Jahrgang 2019: „This shows where Pedesclaux can be and where we want to go" – 78% Cabernet Sauvignon. Schlank, modern, präzise, mit lovely purity and freshness. Einer der zwei herausragenden Jahrgänge der Dekade (neben 2017).
Jahrgang 2017: Hervorragende Balance und Frische durch erhöhten Cabernet Franc-Anteil (7% vs. 3% in 2016). Terrific structure, alles, was man von einem Pauillac erwartet.
Jahrgang 2016: Erster Jahrgang mit allen vier Rebsorten. Mittelkräftig mit seidigen Tanninen, beeindruckender Tiefe, zarter Struktur und unglaublicher Säurelinie. „Ich liebe die Harmonie."
Jahrgang 2005: Die Decanter-Sensation, die alles veränderte – höher bewertet als Lafite und Latour in der Blindverkostung.
Lagerfähigkeit & Servierempfehlung
Der moderne Pédesclaux ist ein Wein mit exzellentem Alterungspotenzial. Während die jüngeren Jahrgänge (ab 2016) bereits nach 7–10 Jahren Genuss bereiten, entfalten sie ihre volle Komplexität erst nach 15–25 Jahren. Top-Jahrgänge wie 2009, 2010, 2015, 2016, 2018, 2019 oder 2022 können problemlos 30+ Jahre reifen.
Serviertemperatur: 16–18 °C
Dekantieren: 2–3 Stunden vor dem Genuss, besonders bei jüngeren Jahrgängen
Passende Speisen: Gegrilltes Rinderfilet, Lammkarree mit Kräuterkruste, Rehrücken, Wildschweinbraten, gereifter Comté
Warum Château Pédesclaux in Ihren Weinkeller gehört
In einer Welt, in der Bordeaux-Weine oft astronomische Preise erreichen, bietet Pédesclaux etwas Seltenes: 5ème Grand Cru Classé-Qualität auf einem Terroir zwischen Lafite und Mouton – zu einem Bruchteil des Preises seiner Nachbarn.

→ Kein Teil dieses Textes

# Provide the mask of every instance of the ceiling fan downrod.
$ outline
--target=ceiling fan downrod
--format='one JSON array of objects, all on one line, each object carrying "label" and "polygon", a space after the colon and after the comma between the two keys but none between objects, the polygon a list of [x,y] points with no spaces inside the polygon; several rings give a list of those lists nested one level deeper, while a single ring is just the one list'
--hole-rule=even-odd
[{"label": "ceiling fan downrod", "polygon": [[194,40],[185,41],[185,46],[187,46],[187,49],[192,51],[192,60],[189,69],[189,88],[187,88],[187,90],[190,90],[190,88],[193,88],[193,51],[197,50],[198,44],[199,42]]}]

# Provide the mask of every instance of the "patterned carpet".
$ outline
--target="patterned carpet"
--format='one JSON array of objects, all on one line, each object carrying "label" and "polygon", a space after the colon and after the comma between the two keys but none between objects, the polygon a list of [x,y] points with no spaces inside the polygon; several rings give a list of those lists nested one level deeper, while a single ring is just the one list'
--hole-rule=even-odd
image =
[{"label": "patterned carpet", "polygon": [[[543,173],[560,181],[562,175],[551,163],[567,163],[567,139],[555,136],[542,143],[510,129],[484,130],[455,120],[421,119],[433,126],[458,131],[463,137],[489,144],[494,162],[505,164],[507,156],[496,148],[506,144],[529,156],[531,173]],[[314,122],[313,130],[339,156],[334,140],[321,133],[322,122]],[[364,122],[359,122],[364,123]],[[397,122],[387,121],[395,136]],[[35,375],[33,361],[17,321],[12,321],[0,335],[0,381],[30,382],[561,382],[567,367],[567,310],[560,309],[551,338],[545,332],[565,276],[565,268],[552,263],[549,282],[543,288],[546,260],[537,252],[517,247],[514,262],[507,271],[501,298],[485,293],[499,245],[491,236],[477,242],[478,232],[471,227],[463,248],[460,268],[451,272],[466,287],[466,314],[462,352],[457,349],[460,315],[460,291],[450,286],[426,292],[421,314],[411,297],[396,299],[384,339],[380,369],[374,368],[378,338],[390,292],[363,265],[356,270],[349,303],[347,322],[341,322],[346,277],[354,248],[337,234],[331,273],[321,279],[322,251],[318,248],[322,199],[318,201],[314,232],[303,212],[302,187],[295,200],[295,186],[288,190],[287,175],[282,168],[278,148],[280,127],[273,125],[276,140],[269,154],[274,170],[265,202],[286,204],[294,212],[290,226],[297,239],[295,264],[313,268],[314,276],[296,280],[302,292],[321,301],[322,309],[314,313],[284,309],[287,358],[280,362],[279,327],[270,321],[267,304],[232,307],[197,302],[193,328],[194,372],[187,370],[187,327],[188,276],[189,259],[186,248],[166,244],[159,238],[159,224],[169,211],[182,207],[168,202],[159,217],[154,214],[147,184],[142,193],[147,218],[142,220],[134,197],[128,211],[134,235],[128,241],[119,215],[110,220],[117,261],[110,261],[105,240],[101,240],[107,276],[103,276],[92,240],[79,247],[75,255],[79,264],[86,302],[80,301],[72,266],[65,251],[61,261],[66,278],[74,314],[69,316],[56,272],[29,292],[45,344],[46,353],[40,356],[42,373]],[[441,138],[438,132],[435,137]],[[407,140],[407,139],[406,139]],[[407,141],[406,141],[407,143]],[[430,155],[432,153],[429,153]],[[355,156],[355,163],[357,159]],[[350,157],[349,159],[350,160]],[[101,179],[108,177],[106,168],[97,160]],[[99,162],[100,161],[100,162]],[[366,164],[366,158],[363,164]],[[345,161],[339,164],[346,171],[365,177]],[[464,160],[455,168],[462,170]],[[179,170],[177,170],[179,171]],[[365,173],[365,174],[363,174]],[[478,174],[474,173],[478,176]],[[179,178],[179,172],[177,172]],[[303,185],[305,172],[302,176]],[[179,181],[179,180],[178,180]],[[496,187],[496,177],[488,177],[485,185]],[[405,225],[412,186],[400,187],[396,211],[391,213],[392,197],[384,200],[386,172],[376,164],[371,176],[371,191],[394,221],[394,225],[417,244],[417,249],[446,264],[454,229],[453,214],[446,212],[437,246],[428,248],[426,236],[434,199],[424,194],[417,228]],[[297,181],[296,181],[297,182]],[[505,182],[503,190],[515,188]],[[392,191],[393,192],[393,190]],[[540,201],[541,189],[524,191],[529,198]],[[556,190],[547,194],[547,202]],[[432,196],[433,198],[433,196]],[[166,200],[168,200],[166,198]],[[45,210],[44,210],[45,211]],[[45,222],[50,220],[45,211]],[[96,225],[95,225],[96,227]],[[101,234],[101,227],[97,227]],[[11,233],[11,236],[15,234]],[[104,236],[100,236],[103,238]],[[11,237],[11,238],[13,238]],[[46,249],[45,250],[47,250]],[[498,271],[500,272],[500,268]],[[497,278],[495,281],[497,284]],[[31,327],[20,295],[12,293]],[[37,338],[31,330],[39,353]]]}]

Die Lorenzetti-Transformation ist keine Marketing-Story, sondern messbare Realität: Bio-Zertifizierung, gravitative Kellerei von Weltklasse-Architekt, Umstrukturierung des Weinbergs, konsequente Qualitätsorientierung. Der Wein hat seinen Platz in der ersten Liga von Pauillac zurückgewonnen – und das zu einem Preis, der Sammler und Genießer gleichermaßen begeistert.
Technische Daten Château Pédesclaux
Merkmal
Details
Appellation
Pauillac AOC (5ème Grand Cru Classé 1855)
Besitzer
Jacky & Françoise Lorenzetti (seit 2009)
Technische Leitung
Emmanuel Cruse (General Manager), Stéphanie Roposte (Maître de Chai)
Önologe
Éric Boissenot
Weinbergsfläche
50 Hektar (49 ha rot, 1 ha weiß)
Terroir
Graves argilo-calcaire et siliceux (kiesig-tonig-kalkhaltig mit Silikat)
Neben Pédesclaux umfasst das Imperium von Jacky Lorenzetti weitere herausragende Güter:
Château Lilian Ladouys: Saint-Estèphe – zugänglicher, fruchtbetonter Stil
Château Lafon-Rochet: Saint-Estèphe – seit 2021 im Besitz der Lorenzettis
Château d'Issan: Margaux (3ème Cru Classé) – 50% Beteiligung seit 2013, gemeinsam mit Emmanuel Cruse
Fazit: Ein Wein, der Geschichte schreibt
Château Pédesclaux ist mehr als nur ein 5ème Grand Cru Classé. Er ist die Geschichte eines Phönix aus der Asche – eines Weinguts, das von den Tiefen der Verachtung zurück an die Spitze seiner Appellation gefunden hat. Die Lorenzetti-Transformation ist kein leerer Marketing-Slogan, sondern messbare Realität: Bio-Zertifizierung, architektonische Meisterleistung, terroir-gerechte Neuausrichtung, konstant steigende Bewertungen.